Breast milk ORAC in women with GD was positively correlated with plasma ORAC. Additionally, plasma ORAC was significantly increased between 29 weeks and 35 weeks gestation women with GD, and between 29 weeks gestation and 8 weeks postpartum [41]. Research is very limited surrounding plasma ORAC in women with GD during pregnancy and postpartum. A recent study by Zygula et al. [42] measured oxidative stress markers in plasma between women with and without GD; the women with GD were either treated by diet or by insulin. Therefore, women with GD who were treated with diet had significantly higher plasma ORAC compared to women treated with insulin and women without GD [42]. The researchers hypothesize that the increased antioxidant capacity in the diet-controlled GD group may be because the group had a more balanced diet compared to the insulin-controlled and NG group, potentially due to the fear of hyperglycemia or hypoglycemia [42]. More research is needed to determine the effects of diet on both plasma ORAC and breast milk ORAC.
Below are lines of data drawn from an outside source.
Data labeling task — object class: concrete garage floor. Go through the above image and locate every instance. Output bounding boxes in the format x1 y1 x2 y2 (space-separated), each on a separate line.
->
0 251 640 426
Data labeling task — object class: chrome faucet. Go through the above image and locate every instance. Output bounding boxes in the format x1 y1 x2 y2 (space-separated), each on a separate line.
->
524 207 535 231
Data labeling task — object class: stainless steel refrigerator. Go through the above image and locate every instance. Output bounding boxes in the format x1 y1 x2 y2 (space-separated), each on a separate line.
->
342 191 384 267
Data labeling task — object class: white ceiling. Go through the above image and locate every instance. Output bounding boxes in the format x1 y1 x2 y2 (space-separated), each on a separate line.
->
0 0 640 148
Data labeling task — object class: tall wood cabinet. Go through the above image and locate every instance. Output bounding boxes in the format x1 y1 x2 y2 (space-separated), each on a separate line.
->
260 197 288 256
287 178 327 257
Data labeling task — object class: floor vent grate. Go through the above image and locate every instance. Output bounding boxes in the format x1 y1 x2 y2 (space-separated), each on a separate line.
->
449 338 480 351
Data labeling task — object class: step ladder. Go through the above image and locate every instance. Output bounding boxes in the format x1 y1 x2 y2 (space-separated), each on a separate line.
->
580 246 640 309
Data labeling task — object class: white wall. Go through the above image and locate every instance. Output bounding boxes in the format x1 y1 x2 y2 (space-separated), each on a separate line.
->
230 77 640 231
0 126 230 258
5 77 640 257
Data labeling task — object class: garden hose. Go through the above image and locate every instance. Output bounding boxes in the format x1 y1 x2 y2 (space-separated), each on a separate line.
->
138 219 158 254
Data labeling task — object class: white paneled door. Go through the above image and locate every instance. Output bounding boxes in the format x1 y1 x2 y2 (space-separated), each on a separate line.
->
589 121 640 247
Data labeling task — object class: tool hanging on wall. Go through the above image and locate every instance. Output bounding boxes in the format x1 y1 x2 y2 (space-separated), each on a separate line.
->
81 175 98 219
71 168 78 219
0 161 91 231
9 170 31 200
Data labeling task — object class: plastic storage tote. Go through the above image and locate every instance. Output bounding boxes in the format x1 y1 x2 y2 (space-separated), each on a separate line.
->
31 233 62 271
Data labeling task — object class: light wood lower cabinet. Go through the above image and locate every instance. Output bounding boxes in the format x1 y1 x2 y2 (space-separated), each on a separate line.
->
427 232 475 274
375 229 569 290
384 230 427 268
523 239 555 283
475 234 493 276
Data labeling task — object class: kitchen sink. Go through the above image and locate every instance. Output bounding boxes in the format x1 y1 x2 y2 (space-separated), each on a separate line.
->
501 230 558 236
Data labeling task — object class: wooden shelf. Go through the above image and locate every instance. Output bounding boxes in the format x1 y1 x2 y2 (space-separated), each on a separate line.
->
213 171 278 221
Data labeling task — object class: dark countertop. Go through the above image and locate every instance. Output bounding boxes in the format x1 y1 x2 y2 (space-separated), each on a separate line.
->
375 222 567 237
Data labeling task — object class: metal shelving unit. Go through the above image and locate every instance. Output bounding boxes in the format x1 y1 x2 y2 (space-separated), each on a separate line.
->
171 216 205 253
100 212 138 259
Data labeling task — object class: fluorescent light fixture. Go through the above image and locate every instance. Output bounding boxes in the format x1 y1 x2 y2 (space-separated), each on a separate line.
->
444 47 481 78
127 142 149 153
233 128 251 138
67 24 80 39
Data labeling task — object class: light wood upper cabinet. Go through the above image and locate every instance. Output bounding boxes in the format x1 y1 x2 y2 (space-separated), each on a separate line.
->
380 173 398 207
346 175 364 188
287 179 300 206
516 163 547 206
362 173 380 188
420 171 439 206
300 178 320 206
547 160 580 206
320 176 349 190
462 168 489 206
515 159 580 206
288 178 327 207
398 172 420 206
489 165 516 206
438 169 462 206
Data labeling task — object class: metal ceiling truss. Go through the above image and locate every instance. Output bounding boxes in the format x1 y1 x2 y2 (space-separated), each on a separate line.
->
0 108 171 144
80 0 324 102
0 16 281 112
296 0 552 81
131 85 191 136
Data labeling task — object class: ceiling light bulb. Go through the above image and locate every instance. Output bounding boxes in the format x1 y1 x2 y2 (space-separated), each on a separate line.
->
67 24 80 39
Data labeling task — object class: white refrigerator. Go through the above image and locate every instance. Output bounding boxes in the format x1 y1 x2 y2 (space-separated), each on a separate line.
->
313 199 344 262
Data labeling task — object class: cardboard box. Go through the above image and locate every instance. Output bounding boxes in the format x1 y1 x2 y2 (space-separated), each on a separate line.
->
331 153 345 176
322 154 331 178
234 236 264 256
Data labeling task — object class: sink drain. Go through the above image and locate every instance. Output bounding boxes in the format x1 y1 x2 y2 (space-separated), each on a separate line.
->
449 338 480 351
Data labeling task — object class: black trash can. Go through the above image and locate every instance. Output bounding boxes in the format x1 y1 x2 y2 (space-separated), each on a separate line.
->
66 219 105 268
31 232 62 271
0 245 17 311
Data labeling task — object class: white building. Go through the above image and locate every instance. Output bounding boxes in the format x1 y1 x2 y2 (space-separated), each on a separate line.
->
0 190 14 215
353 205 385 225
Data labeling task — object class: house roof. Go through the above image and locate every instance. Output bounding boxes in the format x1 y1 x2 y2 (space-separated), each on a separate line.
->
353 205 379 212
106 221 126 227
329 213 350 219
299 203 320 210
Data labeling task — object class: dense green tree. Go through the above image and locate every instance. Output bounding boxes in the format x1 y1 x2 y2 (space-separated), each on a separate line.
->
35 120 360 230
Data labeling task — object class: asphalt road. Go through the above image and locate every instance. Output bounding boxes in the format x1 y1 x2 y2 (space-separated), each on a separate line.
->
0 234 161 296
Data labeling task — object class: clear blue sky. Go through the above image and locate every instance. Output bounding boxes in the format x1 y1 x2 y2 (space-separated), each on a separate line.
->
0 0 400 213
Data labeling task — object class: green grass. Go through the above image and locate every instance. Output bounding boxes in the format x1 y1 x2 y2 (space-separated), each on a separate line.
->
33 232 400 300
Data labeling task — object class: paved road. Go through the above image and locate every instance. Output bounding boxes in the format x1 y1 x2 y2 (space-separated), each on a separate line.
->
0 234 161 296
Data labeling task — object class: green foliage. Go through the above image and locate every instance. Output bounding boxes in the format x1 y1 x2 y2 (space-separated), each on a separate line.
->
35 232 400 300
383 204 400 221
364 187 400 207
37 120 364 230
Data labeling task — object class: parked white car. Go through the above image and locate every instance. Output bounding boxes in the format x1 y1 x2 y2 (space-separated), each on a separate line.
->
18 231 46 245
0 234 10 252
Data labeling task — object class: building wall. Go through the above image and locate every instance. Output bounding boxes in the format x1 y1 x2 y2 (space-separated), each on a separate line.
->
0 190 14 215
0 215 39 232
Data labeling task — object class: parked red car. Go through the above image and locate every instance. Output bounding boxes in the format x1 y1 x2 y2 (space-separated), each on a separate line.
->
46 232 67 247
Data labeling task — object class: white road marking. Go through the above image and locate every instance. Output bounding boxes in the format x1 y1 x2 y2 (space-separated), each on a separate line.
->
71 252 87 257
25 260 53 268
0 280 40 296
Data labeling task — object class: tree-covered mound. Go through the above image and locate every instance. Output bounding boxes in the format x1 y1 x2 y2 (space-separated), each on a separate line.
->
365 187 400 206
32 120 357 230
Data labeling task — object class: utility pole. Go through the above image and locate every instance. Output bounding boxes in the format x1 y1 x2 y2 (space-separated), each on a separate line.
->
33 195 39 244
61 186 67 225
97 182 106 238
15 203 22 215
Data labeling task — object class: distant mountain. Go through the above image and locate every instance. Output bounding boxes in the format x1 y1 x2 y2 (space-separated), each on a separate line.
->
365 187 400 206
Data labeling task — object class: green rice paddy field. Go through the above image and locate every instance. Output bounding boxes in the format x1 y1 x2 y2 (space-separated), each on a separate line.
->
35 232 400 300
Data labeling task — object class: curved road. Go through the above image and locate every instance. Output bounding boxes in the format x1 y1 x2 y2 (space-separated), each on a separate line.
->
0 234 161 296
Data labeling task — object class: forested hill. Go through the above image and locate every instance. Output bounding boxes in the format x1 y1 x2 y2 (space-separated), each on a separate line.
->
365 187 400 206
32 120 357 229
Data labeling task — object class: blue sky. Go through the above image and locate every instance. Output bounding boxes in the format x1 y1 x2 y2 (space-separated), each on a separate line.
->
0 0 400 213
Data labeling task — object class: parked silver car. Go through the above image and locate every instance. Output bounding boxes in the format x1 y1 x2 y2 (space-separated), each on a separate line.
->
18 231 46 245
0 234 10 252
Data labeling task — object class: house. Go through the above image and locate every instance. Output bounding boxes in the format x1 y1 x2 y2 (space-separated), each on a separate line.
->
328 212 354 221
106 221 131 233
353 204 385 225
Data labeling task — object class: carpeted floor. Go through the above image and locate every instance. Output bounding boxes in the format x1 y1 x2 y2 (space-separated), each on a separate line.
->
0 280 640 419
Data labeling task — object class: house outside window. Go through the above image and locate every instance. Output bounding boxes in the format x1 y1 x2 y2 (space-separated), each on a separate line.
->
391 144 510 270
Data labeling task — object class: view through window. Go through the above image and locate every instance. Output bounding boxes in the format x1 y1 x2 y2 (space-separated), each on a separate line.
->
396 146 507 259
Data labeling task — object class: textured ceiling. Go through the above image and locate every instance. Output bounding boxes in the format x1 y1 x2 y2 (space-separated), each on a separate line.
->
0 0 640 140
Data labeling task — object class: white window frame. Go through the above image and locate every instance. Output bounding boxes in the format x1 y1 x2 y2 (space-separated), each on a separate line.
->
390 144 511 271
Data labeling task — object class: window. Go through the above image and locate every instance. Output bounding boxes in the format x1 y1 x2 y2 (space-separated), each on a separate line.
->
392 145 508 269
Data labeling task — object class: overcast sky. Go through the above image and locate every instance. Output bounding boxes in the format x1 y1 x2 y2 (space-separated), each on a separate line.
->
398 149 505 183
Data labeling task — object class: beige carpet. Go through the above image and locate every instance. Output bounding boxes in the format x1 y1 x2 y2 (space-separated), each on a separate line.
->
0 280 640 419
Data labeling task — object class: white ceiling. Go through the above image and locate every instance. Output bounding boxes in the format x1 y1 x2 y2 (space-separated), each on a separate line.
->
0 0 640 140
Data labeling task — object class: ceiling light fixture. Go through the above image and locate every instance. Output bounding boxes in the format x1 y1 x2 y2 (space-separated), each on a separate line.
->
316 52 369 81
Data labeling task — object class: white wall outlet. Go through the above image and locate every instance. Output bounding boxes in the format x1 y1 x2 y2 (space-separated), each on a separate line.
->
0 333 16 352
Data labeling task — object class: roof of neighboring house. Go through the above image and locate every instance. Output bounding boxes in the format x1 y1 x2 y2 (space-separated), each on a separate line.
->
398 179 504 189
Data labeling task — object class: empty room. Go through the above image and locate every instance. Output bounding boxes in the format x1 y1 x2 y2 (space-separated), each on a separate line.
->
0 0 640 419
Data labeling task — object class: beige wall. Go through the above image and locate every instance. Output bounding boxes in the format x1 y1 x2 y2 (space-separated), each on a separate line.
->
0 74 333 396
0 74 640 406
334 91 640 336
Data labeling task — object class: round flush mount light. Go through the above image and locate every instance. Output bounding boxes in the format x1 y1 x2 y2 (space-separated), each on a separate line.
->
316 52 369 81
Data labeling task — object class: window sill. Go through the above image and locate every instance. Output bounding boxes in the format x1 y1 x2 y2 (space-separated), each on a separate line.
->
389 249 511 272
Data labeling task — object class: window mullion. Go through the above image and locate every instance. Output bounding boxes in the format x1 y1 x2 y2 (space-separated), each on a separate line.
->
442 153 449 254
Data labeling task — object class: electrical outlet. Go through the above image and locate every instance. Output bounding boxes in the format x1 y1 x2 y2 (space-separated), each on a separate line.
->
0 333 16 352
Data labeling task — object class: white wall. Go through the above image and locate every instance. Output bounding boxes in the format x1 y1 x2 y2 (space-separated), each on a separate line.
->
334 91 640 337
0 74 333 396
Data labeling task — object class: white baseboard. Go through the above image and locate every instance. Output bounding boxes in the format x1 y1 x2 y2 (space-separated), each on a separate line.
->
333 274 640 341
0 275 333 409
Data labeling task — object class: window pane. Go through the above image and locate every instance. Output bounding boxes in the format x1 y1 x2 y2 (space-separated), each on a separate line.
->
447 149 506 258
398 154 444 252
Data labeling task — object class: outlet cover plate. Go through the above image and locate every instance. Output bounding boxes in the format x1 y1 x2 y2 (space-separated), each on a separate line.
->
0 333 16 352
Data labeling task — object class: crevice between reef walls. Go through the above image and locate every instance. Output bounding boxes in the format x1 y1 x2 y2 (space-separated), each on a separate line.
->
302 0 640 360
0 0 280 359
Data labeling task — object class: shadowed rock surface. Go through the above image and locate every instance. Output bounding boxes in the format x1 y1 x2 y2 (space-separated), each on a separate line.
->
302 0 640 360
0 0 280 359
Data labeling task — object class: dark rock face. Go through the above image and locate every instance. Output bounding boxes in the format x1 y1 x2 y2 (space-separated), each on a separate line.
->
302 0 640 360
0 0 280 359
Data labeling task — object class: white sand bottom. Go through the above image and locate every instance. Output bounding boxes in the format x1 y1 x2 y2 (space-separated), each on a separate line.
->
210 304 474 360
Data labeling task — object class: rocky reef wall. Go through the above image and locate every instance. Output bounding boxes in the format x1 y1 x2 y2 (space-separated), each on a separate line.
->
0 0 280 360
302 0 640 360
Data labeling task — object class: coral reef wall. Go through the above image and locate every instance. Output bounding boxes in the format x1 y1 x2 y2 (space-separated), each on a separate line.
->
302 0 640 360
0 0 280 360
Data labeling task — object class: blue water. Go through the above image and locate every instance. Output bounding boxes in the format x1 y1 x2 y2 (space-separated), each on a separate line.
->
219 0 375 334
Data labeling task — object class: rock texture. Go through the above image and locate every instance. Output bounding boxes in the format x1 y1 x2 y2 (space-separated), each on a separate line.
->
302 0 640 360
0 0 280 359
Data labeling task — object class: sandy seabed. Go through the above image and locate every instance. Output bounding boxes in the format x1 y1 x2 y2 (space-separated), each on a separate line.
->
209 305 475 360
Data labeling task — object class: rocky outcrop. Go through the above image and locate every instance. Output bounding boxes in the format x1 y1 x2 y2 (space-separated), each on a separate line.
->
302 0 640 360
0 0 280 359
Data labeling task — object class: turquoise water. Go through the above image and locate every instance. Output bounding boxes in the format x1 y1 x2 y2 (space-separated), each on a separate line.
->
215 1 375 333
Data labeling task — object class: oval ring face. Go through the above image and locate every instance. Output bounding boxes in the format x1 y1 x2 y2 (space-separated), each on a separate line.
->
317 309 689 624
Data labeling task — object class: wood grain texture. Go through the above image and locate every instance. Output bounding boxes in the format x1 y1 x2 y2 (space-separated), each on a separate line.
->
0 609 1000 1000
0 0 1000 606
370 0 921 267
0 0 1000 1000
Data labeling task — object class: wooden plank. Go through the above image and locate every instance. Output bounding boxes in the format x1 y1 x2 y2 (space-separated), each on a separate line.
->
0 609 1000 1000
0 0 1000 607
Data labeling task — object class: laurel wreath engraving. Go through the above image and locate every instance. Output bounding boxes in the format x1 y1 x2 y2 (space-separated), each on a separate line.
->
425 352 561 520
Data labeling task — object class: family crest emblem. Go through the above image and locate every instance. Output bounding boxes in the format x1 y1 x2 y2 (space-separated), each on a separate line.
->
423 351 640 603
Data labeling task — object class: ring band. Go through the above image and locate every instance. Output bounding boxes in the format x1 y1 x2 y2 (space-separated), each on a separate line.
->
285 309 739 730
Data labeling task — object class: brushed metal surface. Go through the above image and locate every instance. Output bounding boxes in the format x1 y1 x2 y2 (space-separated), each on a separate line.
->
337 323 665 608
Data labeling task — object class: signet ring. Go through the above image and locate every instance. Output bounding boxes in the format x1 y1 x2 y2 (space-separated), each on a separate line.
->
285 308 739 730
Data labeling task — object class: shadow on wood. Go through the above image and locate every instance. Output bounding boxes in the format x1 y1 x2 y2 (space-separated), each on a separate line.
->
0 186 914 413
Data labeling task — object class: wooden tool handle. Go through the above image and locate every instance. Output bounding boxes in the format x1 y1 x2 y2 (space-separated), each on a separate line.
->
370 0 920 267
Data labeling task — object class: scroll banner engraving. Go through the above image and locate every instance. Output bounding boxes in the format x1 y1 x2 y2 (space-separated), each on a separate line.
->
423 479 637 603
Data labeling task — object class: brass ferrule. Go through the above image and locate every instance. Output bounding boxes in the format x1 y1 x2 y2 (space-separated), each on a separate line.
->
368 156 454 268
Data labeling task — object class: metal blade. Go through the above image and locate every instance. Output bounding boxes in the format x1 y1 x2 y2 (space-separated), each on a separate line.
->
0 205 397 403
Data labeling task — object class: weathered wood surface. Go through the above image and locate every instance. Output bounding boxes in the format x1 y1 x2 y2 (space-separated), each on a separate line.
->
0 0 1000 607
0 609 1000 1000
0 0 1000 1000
The value of antioxidant richness in breast milk is conceivably important to protect nursing infants against OS [17,18,19,20,21]. Due to the limitations of recruitment and retention of subjects in this study, the sample size is relatively small, and hence our findings at this time are regarded as preliminary. From this work, it has been estimated that to establish 80% power to detect a significant difference in ORAC, a study such as this would require 22 NG women and 22 women with GD.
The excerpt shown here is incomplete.